If the job should follow current default model changes, do **not** require an exact old model string.
## Anti-patterns
Reject these by default.
### Embedded full-payload cron jobs for dynamic automations
A cron job stores the full prompt, model, and delivery configuration even though the automation is expected to evolve via local files.
### Stale exact model pinning
A manifest or cron payload hardcodes an old model and exact verification preserves it forever.
### Chat-only preference changes
A user requests a format change in chat, but the job still reads an older prompt source.
### Session-derived outbound routing
Outbound delivery copies stale or misleading session metadata rather than a provider-valid target.
### Persistent scheduled generation context
A long-lived automation session accumulates outdated assumptions and keeps using them.

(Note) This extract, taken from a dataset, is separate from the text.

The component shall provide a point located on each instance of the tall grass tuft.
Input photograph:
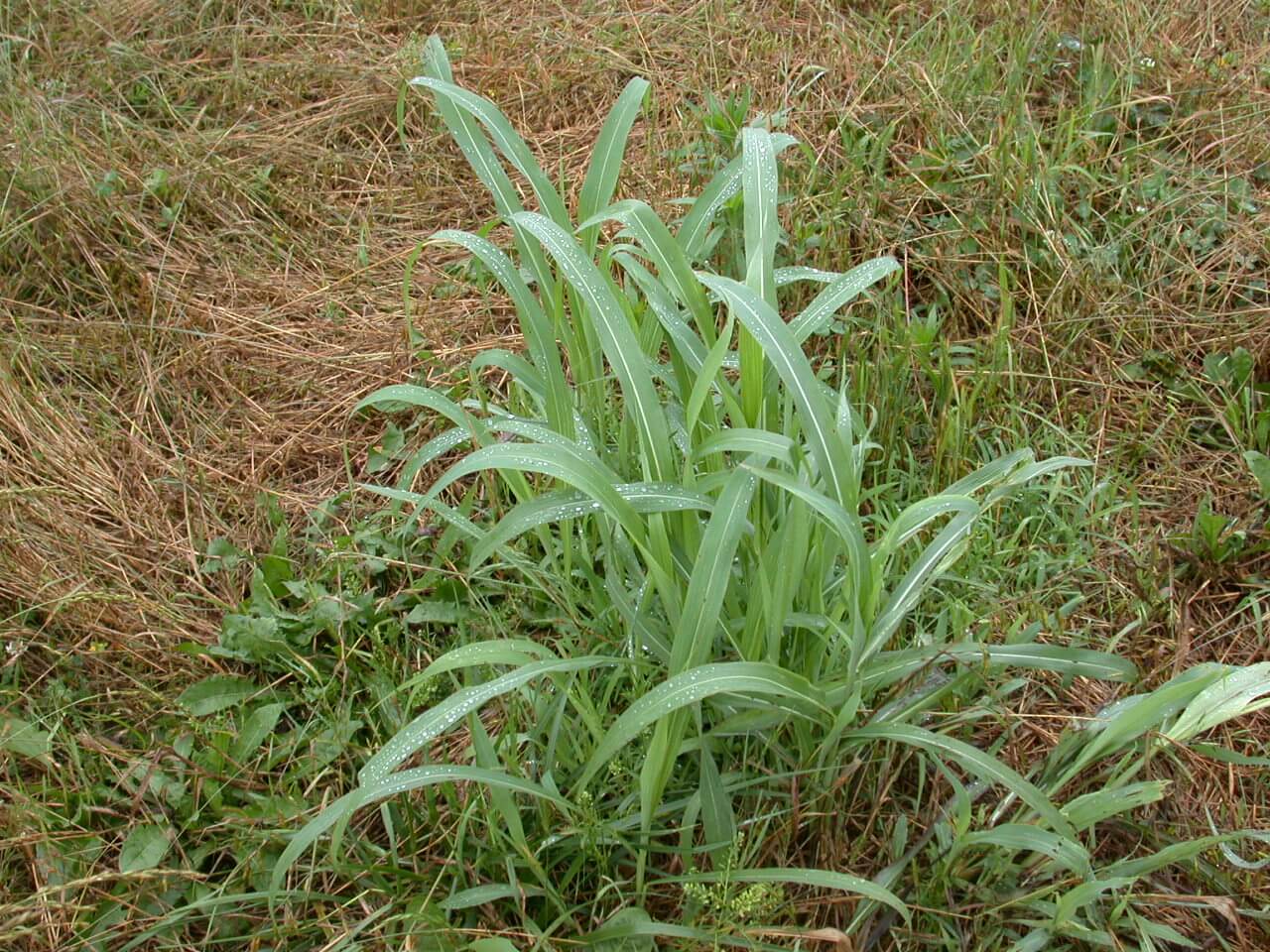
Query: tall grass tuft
(668, 467)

### Assuming scheduler reliability equals delivery reliability
A job can resolve current local files correctly and still fail because the scheduler's announce/delivery adapter is broken.
## Migration workflow
When fixing an existing job:
1. Inspect current manifest and scheduler behavior
2. Identify stale sources
- model
- prompt
- policy
- delivery
- session mode
- embedded cron payloads
3. Move all durable rules into files
4. Replace fat cron payloads with a thin stable trigger
5. Choose model policy
6. Make delivery explicit
7. Reduce over-strict verification that blocks intended inheritance
8. Test one live run for content freshness
9. Test final delivery separately
10. Record provider-specific quirks
## Required output when using this skill
Provide:
- recommended runtime pattern
- manifest structure
- model policy recommendation
- delivery contract recommendation
- what must move out of session state
- migration steps
- verification plan
- reliability risks and tradeoffs
- whether additional local execution tooling is still required
## Reliability review checklist
Before declaring the architecture good, confirm:
- a prompt edit affects the next run
- a policy edit affects the next run
- a delivery target edit affects the next run
- a default-model change affects the next run when inherit-default is used
- the scheduler stores only a thin trigger for dynamic jobs, or re-registration is explicitly part of the workflow
- no persistent session is required for content correctness
- provider-specific outbound routing is documented where needed
- final delivery works independently of cron announce delivery
## References
Read `references/architecture-patterns.md` when designing the execution model.
Read `references/migration-checklist.md` when converting an existing stale scheduled job.
Read `references/reliability-review.md` before finalizing a job architecture or publishing this pattern for wider reuse.
Read `references/job-manifest-template.json` for the recommended manifest shape.
Read `references/example-migration-daily-briefing.md` for a concrete migration from a stale scheduled digest to a fresh-runtime job.